それをしないのは、ミアの意思を尊重しているからだ。
ちなみに、考助はともかくフローリアがそれに賛同しているのは、旦那の影響を受けているのと、自分自身のことがあったためだ。
考助とフローリアがミアの結婚に対して割と寛容なのは、すでにトワとリクに子供ができているということもある。
二人にとっては孫なのだが、彼らが順調に育っているので、余裕があるのだ。
それに、ミアが直接関係している塔の管理は、そもそも考助がいるので血族に頼らなくてもいい。
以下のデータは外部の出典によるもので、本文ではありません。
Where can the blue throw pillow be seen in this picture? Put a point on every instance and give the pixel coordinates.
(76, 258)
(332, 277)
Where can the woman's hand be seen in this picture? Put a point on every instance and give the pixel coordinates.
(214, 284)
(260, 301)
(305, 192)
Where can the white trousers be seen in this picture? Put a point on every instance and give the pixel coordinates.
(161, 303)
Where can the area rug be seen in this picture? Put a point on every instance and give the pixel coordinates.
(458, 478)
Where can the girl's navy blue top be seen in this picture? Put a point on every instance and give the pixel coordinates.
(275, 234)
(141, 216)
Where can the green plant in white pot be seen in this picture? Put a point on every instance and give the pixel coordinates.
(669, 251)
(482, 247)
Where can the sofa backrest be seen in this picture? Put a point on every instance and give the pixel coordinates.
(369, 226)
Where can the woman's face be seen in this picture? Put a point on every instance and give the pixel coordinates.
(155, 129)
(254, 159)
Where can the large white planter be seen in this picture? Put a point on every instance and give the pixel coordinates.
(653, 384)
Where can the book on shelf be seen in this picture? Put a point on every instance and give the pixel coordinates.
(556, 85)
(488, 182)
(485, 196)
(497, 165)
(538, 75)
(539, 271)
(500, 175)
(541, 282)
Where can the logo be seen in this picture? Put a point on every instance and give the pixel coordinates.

これから先のことを考えなければならない国家やクラウンは、この世界の常識では血族に頼るというのが普通の感覚である。
もっとも、考助自身はクラウンに対して血族経営してほしいとはこれっぽっちも考えていないが、周囲がそれを望んでいるというのが現状だった。
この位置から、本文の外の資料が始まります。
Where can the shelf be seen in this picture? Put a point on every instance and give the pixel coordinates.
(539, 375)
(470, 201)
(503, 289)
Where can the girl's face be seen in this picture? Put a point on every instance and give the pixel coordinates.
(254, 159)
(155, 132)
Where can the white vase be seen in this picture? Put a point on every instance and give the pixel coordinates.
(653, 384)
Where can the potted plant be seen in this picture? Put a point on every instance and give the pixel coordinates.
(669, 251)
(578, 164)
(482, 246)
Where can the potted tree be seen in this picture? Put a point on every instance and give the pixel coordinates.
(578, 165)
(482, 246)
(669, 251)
それが世界としての常識だと言われれば、考助としても無理に反対するつもりはないのである。
そんなことを考えていた考助は、ふと思い出したような顔になっていった。
「そういえば、折角だから神能刻印機のメンテナンスは、これから作る工房の人たちに任せようかな?」
ただの思い付きで言ったことだったが、一度言葉にしてしまえば、それが一番いいように思えてきた。
「そんなことができるのか?」
考助の呟きに反応して、フローリアがそう聞いてきた。
「うん。というよりも、どうせクラウンはこれからどんどん支部が増えていくんだから、僕だけで対応するのは無理だしね」
それだったら最初から対応する工房を作ってしまった方がいいと考助は続けた。
考助の説明に、フローリアが頷いて言った。
「それができるのであれば、そうしたほうがいいのではないか?」
そう言葉にしたフローリアも、黙って聞いていたミアもそれには賛成だったようで、揃って頷いている。
「そう考えると、いろいろとやってもらうことはありそうだなあ・・・・・・」
なにやら考え込むような顔でそう言った考助を見て、フローリアとミアは同時に顔を見合わせた。
ただ、そう言った考助は、そのままの顔でしばらく黙ってしまったので、ふたりはこれ以上話しかけることはしなかったのであった。